Macis then asked the panel what investors should do if they disapprove of a company’s practices and products because of their health effects. Should they engage in divestitures or shareholder activism? Zingales responded that if a practice or product is morally repugnant to an investor, they should divest. For other products where there is not total moral resistance, there is ample opportunity to improve company performance by engaging with the company on shareholder proposals that improve the company’s health impact. Additionally, Zingales noted that the benefit of indices like Building H is that they “provide a guide or benchmark that helps investors see their impact” and offer hope for change.

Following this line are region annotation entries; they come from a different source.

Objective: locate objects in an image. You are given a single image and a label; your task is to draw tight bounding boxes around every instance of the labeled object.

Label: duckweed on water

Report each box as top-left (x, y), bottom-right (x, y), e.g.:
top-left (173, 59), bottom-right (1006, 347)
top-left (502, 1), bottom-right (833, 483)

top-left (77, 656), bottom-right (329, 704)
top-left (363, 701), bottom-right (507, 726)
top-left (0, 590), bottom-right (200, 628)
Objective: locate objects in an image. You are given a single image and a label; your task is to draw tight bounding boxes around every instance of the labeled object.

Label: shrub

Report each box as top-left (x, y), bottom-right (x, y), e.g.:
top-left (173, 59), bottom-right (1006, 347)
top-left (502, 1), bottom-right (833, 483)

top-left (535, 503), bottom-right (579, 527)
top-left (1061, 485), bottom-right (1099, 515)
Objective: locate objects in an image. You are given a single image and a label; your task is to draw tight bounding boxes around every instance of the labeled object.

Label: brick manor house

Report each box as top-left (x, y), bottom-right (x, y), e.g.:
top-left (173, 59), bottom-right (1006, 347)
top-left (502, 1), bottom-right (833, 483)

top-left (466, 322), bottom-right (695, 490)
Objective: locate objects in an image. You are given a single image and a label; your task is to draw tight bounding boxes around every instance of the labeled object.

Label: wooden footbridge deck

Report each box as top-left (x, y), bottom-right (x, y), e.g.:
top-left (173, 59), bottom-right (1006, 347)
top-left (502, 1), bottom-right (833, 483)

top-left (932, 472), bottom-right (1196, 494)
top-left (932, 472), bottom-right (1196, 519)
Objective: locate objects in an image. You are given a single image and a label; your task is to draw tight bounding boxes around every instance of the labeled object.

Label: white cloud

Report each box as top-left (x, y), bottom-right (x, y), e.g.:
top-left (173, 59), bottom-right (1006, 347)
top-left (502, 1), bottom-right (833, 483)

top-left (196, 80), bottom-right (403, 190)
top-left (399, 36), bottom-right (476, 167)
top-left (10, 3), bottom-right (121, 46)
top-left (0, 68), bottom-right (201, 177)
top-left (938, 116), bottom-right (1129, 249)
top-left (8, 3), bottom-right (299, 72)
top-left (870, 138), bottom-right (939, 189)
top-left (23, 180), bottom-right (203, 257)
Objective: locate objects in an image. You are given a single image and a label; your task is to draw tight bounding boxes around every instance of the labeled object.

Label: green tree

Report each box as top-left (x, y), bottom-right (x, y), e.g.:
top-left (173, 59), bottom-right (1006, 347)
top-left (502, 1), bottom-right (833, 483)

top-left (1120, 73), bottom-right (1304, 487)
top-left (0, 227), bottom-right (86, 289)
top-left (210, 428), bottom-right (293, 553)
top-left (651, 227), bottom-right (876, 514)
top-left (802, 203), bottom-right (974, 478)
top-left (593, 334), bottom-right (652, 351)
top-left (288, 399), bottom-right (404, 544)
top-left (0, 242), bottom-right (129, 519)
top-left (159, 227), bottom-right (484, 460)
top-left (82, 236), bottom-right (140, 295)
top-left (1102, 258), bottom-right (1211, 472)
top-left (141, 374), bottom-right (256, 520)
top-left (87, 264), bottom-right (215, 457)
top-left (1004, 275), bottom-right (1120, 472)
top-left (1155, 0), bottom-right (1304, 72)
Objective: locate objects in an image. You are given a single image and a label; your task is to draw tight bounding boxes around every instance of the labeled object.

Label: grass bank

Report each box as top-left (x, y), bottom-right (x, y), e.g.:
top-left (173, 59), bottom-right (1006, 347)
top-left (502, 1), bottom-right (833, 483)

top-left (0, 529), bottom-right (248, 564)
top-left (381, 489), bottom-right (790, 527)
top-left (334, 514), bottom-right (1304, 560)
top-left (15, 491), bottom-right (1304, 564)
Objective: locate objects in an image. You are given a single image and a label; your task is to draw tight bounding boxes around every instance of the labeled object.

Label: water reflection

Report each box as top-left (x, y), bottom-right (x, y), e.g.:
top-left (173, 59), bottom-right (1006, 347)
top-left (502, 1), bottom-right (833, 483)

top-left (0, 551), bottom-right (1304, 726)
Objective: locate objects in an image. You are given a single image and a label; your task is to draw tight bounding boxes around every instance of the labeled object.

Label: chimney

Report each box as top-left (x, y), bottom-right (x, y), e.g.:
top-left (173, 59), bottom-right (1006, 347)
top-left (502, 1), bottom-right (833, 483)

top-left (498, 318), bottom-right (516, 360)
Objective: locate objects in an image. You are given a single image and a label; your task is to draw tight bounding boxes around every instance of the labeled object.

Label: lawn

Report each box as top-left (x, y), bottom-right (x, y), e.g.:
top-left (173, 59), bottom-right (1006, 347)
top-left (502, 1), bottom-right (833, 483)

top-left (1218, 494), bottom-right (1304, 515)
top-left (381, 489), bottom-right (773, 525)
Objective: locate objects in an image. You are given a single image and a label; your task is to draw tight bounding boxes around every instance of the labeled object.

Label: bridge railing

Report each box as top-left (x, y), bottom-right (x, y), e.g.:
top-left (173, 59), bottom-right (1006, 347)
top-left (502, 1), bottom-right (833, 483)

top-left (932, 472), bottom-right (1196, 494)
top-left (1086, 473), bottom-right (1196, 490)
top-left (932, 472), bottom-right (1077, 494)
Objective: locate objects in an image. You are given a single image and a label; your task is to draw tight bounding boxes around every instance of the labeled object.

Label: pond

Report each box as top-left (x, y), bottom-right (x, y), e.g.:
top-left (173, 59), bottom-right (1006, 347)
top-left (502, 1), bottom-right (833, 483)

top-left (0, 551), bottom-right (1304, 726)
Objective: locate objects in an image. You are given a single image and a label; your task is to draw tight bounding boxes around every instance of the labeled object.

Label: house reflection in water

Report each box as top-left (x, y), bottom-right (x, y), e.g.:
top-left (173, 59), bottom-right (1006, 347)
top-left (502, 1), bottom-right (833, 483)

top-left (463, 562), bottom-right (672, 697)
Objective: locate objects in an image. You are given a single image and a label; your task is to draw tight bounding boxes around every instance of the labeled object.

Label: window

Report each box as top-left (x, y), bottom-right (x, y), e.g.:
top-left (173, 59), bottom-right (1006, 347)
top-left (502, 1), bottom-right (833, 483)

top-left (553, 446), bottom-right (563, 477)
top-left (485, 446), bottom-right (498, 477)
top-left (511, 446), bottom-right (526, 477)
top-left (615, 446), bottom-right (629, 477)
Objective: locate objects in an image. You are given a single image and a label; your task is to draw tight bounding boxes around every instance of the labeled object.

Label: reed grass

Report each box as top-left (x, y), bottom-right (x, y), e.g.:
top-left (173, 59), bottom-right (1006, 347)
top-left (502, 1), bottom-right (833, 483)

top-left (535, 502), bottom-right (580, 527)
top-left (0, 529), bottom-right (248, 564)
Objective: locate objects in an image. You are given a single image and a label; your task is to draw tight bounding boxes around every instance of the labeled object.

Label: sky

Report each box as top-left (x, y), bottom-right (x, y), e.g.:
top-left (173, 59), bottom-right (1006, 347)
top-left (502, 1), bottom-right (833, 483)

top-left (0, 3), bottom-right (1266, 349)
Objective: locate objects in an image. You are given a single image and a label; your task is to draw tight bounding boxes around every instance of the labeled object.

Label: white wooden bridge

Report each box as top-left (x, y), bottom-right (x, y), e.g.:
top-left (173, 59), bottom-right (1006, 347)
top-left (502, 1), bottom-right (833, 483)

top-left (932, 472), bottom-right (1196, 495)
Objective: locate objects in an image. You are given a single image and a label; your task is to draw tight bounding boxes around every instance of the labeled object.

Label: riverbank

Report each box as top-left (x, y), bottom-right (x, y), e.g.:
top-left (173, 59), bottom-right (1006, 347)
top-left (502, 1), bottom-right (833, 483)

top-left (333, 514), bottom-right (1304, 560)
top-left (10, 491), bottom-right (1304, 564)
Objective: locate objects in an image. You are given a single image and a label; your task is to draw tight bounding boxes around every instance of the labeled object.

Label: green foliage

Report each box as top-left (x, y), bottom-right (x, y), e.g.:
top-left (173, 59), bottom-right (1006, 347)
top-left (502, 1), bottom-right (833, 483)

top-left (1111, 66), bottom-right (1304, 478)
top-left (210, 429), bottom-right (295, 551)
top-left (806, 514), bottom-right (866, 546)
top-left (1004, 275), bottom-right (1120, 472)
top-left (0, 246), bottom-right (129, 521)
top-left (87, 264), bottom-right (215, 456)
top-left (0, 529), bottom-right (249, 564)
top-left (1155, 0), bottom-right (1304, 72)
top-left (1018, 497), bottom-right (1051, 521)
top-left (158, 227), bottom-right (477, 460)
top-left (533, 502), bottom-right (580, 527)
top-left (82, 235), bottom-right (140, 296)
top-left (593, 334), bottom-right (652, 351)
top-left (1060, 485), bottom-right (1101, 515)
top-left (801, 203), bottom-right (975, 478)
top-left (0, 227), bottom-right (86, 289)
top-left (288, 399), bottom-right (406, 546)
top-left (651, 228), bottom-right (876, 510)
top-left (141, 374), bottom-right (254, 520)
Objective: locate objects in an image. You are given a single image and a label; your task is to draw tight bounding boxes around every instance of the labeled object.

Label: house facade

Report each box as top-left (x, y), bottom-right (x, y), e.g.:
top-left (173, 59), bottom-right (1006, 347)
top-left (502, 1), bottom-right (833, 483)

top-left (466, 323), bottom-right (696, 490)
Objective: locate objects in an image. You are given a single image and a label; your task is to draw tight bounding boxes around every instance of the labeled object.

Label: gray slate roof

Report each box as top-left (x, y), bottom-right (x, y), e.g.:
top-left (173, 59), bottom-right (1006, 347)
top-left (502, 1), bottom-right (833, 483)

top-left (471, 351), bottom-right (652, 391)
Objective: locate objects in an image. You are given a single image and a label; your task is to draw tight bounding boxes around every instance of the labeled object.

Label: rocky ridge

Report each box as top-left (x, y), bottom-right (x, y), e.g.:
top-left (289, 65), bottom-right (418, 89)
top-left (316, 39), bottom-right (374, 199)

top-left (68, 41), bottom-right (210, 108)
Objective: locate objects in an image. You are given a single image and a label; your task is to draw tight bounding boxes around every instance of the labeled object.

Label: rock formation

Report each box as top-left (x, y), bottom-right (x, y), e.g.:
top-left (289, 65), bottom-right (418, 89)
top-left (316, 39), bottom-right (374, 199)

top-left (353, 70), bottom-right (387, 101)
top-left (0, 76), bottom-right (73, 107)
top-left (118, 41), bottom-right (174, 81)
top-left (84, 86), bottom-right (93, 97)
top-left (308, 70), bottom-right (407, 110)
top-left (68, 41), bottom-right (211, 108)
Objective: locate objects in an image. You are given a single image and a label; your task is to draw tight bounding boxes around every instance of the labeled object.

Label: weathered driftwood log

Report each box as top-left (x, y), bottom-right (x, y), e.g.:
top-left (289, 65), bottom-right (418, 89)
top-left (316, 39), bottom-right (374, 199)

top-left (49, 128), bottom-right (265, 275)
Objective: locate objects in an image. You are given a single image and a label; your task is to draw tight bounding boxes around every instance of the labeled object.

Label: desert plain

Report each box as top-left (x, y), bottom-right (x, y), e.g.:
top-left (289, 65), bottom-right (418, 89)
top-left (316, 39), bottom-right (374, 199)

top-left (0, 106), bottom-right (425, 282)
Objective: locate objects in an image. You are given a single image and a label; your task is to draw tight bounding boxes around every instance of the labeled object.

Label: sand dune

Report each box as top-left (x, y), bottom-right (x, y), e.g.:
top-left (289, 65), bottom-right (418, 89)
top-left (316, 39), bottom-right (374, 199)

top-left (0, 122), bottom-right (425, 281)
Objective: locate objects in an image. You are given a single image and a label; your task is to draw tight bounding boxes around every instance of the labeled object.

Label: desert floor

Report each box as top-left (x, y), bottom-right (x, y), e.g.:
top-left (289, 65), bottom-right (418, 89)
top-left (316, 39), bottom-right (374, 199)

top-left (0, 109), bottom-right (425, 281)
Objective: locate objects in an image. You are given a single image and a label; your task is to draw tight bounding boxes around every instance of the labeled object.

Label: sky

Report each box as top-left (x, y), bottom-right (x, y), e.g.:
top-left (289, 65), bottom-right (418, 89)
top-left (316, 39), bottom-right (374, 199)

The panel also considered fears that companies could simply use CSR or ESG index constructions as greenwashing or empty virtue signals. Zingales replied that there are two ways to create indexes. On the one hand, it should be shown which companies are better on average, and on the other hand, which companies are worse. The second, through shame, is more effective. Companies are extremely sensitive to a bad image and don’t want to be at the top of a shame list. However, these types of indexes are not popular. Zingales said indices that show how companies can improve rather than shaming the worst offenders allow those companies to skew measurements by promoting what they do well. The Building H Index does a little bit of both, Downs said.

Macis ended the webinar by asking if there is evidence that consumer loyalty is associated with a better building H-Index score. Goetz responded that the Net Promoter Score, which asks consumers whether they would recommend a company, product or service to others, has sub-scores that can be associated with the Building H-Index. “Consumers are increasingly aware that the products and services they use have health implications,” Goetz said. He added, “One of the things we’re trying to do is tie this to a possibility so companies can take action.”